I let you walk into my life while you walked nonchalantly by,
Unaware, of course, of the thousand heartstrings you pulled in your entrance and exit.
Falling headlong, willingly and yet never without apprehensions
Life threw in its own ironical timing.
Off-balance, I found myself relegated to the fluffy stuffs
That came along with the business of losing yourself
In trying to find your validation in someone else’s eyes
Where the causal effect had often been disastrous.
I thought I was dying, even though you made my life
Light up into endless sparkles shining deep into the night sky.
I didn’t know what to expect, for I had the floodgates secured
And grew too fond of the stronghold of barred gates and dried ground.
Unprepared for the deluge of motions that could override me off my perfect day,
I had no ready arms to swim against the torrent of confounding waves,
So I was swept- head and body, spirit and soul; tumbling along the rocky ledge
While the brightest sun danced with the bluest skies.
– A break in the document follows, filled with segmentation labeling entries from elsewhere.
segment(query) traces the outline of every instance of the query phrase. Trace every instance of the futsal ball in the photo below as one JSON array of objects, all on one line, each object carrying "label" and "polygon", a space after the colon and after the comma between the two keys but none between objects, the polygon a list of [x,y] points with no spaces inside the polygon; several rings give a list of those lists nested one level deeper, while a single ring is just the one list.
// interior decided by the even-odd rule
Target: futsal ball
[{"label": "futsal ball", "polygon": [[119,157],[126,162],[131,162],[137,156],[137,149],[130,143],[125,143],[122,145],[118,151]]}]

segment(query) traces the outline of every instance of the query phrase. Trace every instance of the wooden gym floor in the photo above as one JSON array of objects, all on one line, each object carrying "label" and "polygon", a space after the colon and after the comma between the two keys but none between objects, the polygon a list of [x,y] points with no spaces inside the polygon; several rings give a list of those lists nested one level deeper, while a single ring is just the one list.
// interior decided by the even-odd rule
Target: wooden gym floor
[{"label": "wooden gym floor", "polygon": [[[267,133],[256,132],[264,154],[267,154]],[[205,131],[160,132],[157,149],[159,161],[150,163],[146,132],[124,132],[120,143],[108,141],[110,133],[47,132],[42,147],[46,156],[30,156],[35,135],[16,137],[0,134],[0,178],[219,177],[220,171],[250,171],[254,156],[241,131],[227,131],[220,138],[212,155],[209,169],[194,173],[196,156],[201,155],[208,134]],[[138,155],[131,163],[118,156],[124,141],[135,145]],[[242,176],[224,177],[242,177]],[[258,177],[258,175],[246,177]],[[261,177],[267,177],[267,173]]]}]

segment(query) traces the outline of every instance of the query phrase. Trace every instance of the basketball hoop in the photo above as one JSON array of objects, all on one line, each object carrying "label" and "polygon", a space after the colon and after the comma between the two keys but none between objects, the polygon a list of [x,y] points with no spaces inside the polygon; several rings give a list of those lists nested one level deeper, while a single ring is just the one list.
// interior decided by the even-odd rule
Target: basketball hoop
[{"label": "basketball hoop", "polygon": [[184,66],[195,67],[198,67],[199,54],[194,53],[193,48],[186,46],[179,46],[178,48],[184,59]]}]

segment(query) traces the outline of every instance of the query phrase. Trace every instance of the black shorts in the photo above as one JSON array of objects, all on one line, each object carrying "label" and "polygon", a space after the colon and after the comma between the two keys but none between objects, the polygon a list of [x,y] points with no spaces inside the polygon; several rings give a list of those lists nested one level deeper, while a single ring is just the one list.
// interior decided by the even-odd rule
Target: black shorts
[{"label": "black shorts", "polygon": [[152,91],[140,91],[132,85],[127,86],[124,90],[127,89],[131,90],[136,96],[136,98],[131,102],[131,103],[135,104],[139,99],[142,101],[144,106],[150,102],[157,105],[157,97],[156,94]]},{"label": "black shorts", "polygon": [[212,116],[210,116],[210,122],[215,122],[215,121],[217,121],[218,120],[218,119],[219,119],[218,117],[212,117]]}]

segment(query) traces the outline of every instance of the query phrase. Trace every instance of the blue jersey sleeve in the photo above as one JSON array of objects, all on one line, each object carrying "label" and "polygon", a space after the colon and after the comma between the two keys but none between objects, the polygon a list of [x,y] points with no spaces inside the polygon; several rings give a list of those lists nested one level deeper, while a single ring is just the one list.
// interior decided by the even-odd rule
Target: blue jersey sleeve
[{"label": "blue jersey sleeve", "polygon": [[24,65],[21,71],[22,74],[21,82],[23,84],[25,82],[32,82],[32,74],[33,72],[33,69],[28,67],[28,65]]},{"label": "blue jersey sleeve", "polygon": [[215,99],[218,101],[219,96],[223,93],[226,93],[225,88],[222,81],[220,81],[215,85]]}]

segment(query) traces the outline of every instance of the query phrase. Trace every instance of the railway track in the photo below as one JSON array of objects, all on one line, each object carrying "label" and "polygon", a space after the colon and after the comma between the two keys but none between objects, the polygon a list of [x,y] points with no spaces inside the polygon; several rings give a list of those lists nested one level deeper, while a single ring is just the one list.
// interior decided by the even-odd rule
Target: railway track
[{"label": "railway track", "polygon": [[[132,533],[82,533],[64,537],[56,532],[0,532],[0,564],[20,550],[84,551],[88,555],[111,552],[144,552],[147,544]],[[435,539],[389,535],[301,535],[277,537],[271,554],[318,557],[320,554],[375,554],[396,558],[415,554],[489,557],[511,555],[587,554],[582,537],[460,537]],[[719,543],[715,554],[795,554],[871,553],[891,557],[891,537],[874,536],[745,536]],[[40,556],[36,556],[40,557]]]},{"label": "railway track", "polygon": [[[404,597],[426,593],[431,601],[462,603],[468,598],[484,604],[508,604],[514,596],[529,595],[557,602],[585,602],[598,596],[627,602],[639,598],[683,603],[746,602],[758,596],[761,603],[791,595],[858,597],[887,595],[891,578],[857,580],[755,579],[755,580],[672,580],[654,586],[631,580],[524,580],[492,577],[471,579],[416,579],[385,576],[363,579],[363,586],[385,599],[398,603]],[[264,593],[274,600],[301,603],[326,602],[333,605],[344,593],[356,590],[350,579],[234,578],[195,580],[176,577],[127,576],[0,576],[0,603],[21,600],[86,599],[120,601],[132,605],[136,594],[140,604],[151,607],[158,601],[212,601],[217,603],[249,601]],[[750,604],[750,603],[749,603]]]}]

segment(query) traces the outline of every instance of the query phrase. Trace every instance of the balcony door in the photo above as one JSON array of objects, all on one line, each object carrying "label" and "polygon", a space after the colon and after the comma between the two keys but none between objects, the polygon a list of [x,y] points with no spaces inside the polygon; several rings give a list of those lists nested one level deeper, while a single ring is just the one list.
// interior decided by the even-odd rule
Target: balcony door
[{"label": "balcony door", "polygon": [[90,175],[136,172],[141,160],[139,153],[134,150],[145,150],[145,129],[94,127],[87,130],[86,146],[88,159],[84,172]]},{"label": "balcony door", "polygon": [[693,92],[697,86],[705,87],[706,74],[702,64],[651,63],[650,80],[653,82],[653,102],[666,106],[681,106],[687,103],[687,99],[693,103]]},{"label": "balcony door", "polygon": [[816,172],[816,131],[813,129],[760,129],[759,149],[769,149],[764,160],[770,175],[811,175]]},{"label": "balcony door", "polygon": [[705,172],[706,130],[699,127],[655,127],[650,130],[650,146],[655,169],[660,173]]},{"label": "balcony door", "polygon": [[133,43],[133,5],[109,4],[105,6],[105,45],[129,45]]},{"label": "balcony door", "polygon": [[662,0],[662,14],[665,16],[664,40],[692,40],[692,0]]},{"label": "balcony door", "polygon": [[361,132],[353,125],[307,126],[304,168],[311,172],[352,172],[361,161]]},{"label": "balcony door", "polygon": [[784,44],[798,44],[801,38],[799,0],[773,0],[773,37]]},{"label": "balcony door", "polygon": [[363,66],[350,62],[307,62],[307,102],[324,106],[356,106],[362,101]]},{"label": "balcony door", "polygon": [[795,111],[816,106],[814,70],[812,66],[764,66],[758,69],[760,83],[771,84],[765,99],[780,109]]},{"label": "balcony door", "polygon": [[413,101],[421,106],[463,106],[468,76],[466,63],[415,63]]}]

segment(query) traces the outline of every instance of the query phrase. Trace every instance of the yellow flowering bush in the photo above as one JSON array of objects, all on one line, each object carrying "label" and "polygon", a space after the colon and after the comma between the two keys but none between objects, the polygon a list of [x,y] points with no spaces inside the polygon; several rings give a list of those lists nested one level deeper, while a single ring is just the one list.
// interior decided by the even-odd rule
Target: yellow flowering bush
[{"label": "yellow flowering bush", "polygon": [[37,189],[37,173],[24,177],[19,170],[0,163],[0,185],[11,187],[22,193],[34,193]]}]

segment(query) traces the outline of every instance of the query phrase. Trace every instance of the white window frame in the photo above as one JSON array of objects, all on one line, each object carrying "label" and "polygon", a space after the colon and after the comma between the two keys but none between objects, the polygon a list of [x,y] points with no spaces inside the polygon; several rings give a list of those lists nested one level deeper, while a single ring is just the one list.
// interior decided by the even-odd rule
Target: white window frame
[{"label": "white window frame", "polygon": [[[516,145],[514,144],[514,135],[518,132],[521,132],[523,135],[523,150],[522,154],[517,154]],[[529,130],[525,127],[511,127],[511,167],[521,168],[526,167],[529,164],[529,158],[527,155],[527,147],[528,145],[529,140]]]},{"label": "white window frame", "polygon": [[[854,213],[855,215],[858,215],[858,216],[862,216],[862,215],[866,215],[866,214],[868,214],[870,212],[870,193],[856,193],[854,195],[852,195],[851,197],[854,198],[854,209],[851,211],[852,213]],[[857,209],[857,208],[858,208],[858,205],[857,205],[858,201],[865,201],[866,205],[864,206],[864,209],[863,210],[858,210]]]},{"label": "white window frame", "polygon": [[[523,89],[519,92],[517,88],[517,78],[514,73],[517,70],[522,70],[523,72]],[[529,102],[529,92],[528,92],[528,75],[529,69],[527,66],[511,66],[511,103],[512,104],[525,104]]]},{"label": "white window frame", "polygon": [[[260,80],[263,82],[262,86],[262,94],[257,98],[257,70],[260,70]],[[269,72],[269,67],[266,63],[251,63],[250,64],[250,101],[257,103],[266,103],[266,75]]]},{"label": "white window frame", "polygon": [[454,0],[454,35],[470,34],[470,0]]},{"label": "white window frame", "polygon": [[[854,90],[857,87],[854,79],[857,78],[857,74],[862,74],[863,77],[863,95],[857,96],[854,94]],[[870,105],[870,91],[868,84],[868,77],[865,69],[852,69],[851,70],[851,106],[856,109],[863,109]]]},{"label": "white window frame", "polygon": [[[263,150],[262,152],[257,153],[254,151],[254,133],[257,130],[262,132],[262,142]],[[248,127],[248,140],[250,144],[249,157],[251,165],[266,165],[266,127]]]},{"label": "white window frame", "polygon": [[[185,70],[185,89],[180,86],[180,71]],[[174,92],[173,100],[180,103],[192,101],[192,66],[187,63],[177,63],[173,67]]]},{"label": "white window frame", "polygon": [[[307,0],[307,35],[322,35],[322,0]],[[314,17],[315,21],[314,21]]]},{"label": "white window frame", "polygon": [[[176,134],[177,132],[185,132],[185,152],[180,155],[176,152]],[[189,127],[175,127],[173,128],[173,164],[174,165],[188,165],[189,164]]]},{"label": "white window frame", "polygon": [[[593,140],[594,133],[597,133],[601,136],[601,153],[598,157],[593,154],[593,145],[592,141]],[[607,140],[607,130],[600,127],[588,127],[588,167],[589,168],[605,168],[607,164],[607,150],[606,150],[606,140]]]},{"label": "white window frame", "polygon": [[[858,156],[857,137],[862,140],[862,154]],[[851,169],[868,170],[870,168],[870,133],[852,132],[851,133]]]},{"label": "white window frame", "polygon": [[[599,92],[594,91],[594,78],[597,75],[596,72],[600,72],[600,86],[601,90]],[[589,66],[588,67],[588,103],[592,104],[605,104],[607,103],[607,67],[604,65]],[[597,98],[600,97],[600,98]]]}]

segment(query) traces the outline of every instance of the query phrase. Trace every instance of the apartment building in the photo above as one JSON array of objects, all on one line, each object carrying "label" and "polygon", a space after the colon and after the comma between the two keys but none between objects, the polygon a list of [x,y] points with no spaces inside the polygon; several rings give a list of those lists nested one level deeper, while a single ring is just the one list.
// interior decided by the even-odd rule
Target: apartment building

But life is a series of discoveries; and old lessons remain
To be relearnt at each new juncture, such as in letting myself go and
Willingly falling headlong into you, I was meant to relive pasts that scarred
That I would be reminded once more that I am perfectly fine, despite
All the lack you see in me; and that with or without,
I am where I am supposed to be: right here, with heart
Grateful and blessed, to take each day as it is given to me,
For nothing that I know is meant to stay for good.